The statistical procedure we have described is called a Sign Test.
Carry out a Sign Test in SPSS
In SPSS, enter the data so that the matched values are in two columns:
Select Analyze -> Nonparametric Tests -> Related Samples, as shown below.
Click on the Fields tab, and select the two variables, t1, and t2 into the Test Fields, as
shown below.
Click on the Settings tab. Check the box of the Sign Test, as shown below.
Then click on Run.
SPSS shows the following output.
Difference between paired sample t-test and the Sign Test
Carry out a paired sample t-test, and compare the statistical significance with that
from the Sign Test. The paired sample t-test produces a significant result, while the
Sign Test produced a non-significant result.
So which test should we be using?
For the Sign Test, because we ignore the magnitude of differences and only focus on
the signs of the differences, the test is less powerful in detecting differences.
However, the Sign Test is not sensitive to outlier observations. On the other hand, if
there are aberrant observations such as one or two very large differences, the t-test can
be influenced by these outliers, and produce a significant result when there isn’t any
difference for the majority of the observations.

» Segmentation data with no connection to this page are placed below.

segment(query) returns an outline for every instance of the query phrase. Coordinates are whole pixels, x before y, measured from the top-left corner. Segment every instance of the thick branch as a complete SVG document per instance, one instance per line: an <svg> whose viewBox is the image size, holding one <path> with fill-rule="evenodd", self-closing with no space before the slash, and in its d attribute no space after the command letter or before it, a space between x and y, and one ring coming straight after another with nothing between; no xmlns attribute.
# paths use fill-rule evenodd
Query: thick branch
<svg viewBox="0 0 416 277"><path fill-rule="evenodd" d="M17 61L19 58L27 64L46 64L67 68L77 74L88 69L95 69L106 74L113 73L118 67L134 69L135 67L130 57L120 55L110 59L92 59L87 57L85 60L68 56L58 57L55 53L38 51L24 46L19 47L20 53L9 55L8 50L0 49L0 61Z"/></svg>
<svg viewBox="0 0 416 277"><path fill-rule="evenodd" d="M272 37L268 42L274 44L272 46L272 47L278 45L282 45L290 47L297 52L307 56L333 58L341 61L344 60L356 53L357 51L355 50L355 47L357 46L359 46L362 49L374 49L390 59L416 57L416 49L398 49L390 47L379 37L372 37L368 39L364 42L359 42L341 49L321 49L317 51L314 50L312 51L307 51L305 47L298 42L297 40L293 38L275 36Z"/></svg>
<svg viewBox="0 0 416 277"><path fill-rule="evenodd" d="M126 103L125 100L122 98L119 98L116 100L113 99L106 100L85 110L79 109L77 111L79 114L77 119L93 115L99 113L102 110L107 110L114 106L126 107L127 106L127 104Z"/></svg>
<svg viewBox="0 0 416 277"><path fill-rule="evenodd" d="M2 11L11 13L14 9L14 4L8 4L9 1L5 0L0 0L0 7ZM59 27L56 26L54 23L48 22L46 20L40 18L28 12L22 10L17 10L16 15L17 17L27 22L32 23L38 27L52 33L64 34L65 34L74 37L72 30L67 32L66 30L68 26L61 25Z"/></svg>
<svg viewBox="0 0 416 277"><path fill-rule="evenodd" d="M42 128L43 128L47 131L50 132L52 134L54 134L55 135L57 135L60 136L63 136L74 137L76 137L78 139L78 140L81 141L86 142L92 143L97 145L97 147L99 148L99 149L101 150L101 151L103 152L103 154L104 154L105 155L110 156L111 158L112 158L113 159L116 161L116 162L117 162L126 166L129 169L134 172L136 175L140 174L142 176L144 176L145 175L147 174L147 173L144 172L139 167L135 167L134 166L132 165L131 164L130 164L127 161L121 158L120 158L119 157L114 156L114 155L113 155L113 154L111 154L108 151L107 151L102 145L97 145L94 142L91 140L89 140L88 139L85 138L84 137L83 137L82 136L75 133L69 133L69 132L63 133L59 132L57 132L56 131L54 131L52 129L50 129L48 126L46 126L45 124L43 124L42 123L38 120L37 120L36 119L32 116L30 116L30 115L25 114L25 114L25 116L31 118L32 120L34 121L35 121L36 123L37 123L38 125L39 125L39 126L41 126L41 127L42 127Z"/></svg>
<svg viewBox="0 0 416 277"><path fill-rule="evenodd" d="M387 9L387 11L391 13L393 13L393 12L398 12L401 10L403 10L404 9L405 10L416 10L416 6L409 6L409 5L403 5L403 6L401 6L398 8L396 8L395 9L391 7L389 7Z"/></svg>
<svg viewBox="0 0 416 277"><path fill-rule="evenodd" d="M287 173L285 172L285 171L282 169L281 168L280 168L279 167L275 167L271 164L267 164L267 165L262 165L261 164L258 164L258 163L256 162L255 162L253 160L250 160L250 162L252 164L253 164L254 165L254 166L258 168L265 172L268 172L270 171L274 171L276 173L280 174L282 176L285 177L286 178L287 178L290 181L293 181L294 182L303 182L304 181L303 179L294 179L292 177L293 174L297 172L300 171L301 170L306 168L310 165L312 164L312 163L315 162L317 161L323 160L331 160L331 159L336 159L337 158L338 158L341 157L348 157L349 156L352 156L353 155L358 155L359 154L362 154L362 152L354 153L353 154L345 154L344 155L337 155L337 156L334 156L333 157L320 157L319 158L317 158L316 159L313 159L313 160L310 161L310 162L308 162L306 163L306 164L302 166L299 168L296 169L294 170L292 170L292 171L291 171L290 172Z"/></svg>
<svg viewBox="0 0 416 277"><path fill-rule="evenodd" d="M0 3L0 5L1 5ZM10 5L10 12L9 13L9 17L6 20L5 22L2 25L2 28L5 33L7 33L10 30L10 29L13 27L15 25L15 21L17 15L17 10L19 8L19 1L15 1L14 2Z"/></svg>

So the decision on which test to use is dependent on whether we want to guard against
outliers and “play safe”.
A non-parametric test that is more powerful than the Sign Test is the Wilcoxon’s
Signed Rank Test. This test not only takes into account of the Signs of the paired
differences, it also takes into account the rank of the difference. In this way, order of
magnitude of the paired differences is accounted for to some degree.

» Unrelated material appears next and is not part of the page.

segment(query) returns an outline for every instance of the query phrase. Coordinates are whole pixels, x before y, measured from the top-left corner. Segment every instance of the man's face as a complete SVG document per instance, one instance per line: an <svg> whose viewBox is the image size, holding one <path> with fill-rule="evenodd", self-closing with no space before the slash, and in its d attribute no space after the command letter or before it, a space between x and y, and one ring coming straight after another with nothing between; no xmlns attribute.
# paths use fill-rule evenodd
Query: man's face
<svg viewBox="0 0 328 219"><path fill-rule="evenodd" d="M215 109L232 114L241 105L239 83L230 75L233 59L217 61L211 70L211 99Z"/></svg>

Non-parametric Statistics for Correlations
In Topic 9, for the data set of PISA and TIMSS country mean scores, it was shown
that the two outliers (Indonesia and Tunisia) (with significantly lower scores than the
other countries in the data set) can influence the (Pearson) correlation coefficient.

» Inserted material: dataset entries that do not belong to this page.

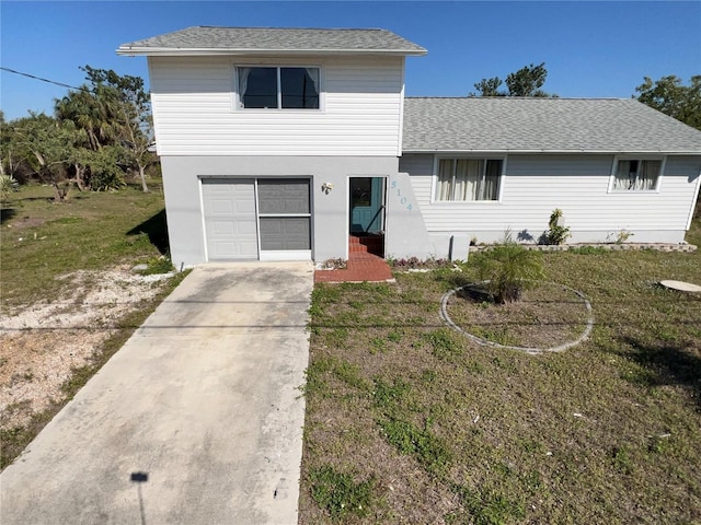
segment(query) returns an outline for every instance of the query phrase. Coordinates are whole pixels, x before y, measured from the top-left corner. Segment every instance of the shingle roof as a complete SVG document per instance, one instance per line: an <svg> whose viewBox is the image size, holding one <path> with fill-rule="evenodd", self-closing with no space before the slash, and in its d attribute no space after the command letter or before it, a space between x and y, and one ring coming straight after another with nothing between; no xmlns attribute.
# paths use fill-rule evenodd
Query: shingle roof
<svg viewBox="0 0 701 525"><path fill-rule="evenodd" d="M313 30L195 26L122 44L119 55L187 52L376 52L425 55L426 49L387 30Z"/></svg>
<svg viewBox="0 0 701 525"><path fill-rule="evenodd" d="M633 98L406 98L404 152L701 154L701 131Z"/></svg>

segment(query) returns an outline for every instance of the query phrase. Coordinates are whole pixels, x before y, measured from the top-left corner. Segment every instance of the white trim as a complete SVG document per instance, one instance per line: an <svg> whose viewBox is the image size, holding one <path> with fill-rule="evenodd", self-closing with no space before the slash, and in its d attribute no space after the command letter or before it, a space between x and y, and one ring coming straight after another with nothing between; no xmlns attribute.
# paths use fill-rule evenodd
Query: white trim
<svg viewBox="0 0 701 525"><path fill-rule="evenodd" d="M689 210L689 219L687 220L687 232L691 229L691 222L693 221L693 210L696 210L697 202L699 200L699 191L701 190L701 170L697 175L697 189L693 192L693 200L691 200L691 209Z"/></svg>
<svg viewBox="0 0 701 525"><path fill-rule="evenodd" d="M202 241L205 243L205 260L209 260L209 250L207 249L207 221L205 220L205 190L202 184L203 178L197 177L197 186L199 187L199 219L202 221Z"/></svg>
<svg viewBox="0 0 701 525"><path fill-rule="evenodd" d="M406 72L406 60L402 60L402 92L399 100L399 133L398 133L399 137L397 142L397 156L402 156L402 141L404 140L404 90L406 88L405 72Z"/></svg>
<svg viewBox="0 0 701 525"><path fill-rule="evenodd" d="M659 174L657 174L657 180L653 189L613 189L616 183L616 174L618 172L618 164L621 161L659 161ZM609 184L606 190L609 195L644 195L644 194L659 194L662 189L663 178L665 175L665 167L667 165L667 156L662 155L636 155L636 154L622 154L613 155L613 163L611 165L611 173L609 175ZM639 167L640 168L640 167Z"/></svg>

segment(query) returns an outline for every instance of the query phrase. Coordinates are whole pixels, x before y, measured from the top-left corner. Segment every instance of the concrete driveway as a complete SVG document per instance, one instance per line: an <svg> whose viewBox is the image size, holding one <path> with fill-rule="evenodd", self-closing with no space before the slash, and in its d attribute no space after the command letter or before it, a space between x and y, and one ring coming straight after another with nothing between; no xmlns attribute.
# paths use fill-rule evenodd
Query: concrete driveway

Table 3 PISA and TIMSS country mean scores
Country Code
Country Name
PISA country
mean score
TIMSS country
mean score
AUS
Australia
524
505
BFL
Belgium(Flemish)
553
537
BSQ
Basque Country, Spain
502
487
ENG
England
507
498
HKG
Hong Kong
550
586
HUN
Hungary
490
529
IDN
Indonesia
360
411
ITA
Italy
466
484
JPN
Japan
534
570
KOR
Korea
542
589
LVA
Latvia
483
508
NLD
The Netherlands
538
536
NOR
Norway
495
461
NZL
New Zealand
523
494
ONT
Ontario, Canada
531
521
QUE
Quebec, Canada
541
543
RUS
Russia
468
508
SCO
Scotland
524
498
SVK
Slovak Republic
498
508
SWE
Sweden
509
499
TUN
Tunisia
359
410
USA
United States
483
504
A scatter plot of the PISA versus TIMSS country mean scores is shown below:
Compute the correlation between PISA and TIMSS country mean scores, with all
countries included.
Then compute the correlation again with Tunisia and Indonesia removed from the
data set.
What is the reduction in the correlation coefficient when Tunisia and Indonesia are
removed?
How can we construct a statistic for correlation that is not so sensitive to outliers?
Following the same line of thought as for the median and inter-quartile range, one can
use ranks instead of the actual observations to form correlations. That is, we assign a
rank to each observation within each sample, and then compute the correlation using
the ranks. An observation with a large magnitude will not influence the correlation
that much since we only use the ranks which goes from 1 to N. Spearman’s rank
correlation is exactly this.
In SPSS, the Correlate module has an option for the computation of Spearman’s rank
correlation. See the dialog box below.
For the data set containing PISA and TIMSS country mean scores, compute
Spearman’s rank correlation for all countries, and then with Indonesia and Tunisia
removed. Did the correlation change very much? How does this change compare with
the change when Pearson’s correlation was used?
Non-parametric Statistics for Other Tests of Significance
There are many other non-parametric statistics. For example, for testing the equality
of the medians of independent samples, the Mann-Whitney test uses ranks instead of
actual observations.
In summary, you should consider using non-parametric statistics when there are
outliers, or when the sample size is small.